Fashion designers parade on Via de’ Tornabuoni. Gucci was born here, as was Roberto Cavalli who, like many a smart Florentine these days, hangs out in wine-rich hills around Florence. After a while in this absorbing city, you might want to do the same.
After the quaintly contrived elegance of the West Bohemian spa towns, the rugged blue-collar energy of Plzeň comes as a welcome relief. The capital of West Bohemia has authentic industrial credibility as the home of the Skoda Engineering Works and as the original source of Pilsner beer. Workers the world over are especially pleased with that last fact.
If you set out to design a fairy-tale medieval town it would be hard to improve on central Bruges (Brugge in Dutch). Picturesque cobbled lanes and dreamy canals link exceptionally photogenic market squares lined with soaring towers, historic churches and old whitewashed almshouses. And there’s plenty of it. The only downside is that everyone knows. That means that there’s an almost constant crush of tourists, especially through the summer months. So to really enjoy Bruges stay overnight (day trippers miss the fabulous evening floodlighting) and try to visit midweek (avoiding floods of British weekenders). There’s a special charm in spring when daffodils carpet the tranquil begijnhof or in winter (except Christmas) when you can have the magnificent, if icy, town almost to yourself.
Vienna is packed with imperial history; at the same time it has exciting contemporary museums, lively eating and nightlife scenes, and many quiet corners to explore.

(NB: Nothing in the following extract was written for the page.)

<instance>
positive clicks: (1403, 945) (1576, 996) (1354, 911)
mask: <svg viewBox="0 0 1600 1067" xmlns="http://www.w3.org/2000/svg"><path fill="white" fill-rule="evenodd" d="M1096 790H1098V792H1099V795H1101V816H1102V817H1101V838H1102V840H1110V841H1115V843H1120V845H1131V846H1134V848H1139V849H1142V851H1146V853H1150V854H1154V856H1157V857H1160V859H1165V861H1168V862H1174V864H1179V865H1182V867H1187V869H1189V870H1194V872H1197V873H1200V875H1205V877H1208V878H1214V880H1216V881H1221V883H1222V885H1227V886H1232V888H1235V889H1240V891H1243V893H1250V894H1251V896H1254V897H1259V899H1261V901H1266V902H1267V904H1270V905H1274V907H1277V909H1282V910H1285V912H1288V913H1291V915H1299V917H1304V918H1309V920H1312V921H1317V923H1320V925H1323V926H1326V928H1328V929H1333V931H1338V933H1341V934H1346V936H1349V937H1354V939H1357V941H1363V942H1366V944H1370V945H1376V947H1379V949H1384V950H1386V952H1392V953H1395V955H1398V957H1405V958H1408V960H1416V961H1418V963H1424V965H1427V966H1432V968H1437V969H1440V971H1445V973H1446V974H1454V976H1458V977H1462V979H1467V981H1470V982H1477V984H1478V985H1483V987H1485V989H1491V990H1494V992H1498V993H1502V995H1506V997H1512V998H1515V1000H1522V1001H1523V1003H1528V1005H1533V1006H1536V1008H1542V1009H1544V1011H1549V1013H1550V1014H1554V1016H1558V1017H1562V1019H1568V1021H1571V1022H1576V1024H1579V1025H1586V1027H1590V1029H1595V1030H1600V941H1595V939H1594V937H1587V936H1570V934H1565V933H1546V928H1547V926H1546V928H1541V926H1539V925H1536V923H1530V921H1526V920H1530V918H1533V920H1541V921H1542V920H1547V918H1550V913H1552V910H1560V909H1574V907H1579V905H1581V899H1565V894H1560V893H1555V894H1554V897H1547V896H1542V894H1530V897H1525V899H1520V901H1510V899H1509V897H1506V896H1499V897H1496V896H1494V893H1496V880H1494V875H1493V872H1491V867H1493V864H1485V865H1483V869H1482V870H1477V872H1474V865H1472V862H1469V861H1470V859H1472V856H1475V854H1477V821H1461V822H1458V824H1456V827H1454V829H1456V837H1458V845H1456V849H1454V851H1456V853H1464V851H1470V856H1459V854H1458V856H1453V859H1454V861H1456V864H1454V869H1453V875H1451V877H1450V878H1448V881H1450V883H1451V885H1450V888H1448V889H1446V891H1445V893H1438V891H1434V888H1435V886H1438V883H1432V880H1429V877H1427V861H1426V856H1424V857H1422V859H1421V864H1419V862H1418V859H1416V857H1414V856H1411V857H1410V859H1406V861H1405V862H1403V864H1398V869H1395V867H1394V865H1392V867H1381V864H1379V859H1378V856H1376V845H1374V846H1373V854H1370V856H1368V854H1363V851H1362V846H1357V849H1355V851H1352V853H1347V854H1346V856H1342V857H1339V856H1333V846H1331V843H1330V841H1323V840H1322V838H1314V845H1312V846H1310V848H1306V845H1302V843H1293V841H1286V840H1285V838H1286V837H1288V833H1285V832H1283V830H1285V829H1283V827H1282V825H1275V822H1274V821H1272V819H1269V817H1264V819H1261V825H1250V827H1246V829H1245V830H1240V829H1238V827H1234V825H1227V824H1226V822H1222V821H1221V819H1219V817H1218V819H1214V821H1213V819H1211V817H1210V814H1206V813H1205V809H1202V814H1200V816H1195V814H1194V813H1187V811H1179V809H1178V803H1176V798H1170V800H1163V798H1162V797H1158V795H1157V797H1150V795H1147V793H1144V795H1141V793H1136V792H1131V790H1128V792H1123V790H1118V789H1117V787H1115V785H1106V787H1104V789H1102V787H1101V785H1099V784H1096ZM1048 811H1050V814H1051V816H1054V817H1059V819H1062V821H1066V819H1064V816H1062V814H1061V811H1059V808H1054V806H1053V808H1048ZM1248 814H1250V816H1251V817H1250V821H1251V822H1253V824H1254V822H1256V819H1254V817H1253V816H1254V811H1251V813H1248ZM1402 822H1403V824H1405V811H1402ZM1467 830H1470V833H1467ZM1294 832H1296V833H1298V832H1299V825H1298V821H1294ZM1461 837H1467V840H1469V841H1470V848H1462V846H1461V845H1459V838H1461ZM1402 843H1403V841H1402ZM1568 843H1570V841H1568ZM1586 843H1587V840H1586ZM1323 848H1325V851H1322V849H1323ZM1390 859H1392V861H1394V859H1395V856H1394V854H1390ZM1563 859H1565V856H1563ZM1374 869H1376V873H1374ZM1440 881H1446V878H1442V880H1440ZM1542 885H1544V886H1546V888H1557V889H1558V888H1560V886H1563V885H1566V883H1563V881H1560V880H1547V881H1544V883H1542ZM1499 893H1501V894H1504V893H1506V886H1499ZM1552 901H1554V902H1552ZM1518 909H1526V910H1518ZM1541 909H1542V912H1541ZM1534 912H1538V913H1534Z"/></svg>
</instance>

London is immersed in history. Not so much that it’s intimidating, but there’s sufficient antiquity and historic splendour (Tower of London, Westminster Abbey, Hampton Court) to blow you away. London’s buildings are eye-catching milestones in the city’s unique and compelling biography. There’s more than enough funky innovation (the Shard, the Aquatics Centre, the Gherkin) to put a crackle in the air, but it never drowns out London’s well-preserved, centuries-old narrative. Architectural grandeur rises up all around you in the West End, ancient remains dot the City and charming pubs punctuate the Thames riverside. Take your pick.
Straddling the Danube River, with the Buda Hills to the west and the Great Plain to the east, Budapest is a gem of a city.
Tyrol’s capital is a sight to behold. The jagged rock spires of the Nordkette range are so close that within minutes it’s possible to travel from the city’s heart to over 2000m above sea level and alpine pastures where cowbells chime. Summer and winter activities abound, and it’s understandable why some visitors only take a peek at Innsbruck proper before heading for the hills. But to do so is a shame, for Innsbruck is in many ways Austria in microcosm: its late-medieval Altstadt is picture-book stuff, presided over by a grand Habsburg palace and baroque cathedral, while its Olympic ski jump with big mountain views make a spectacular leap between the urban and the outdoors.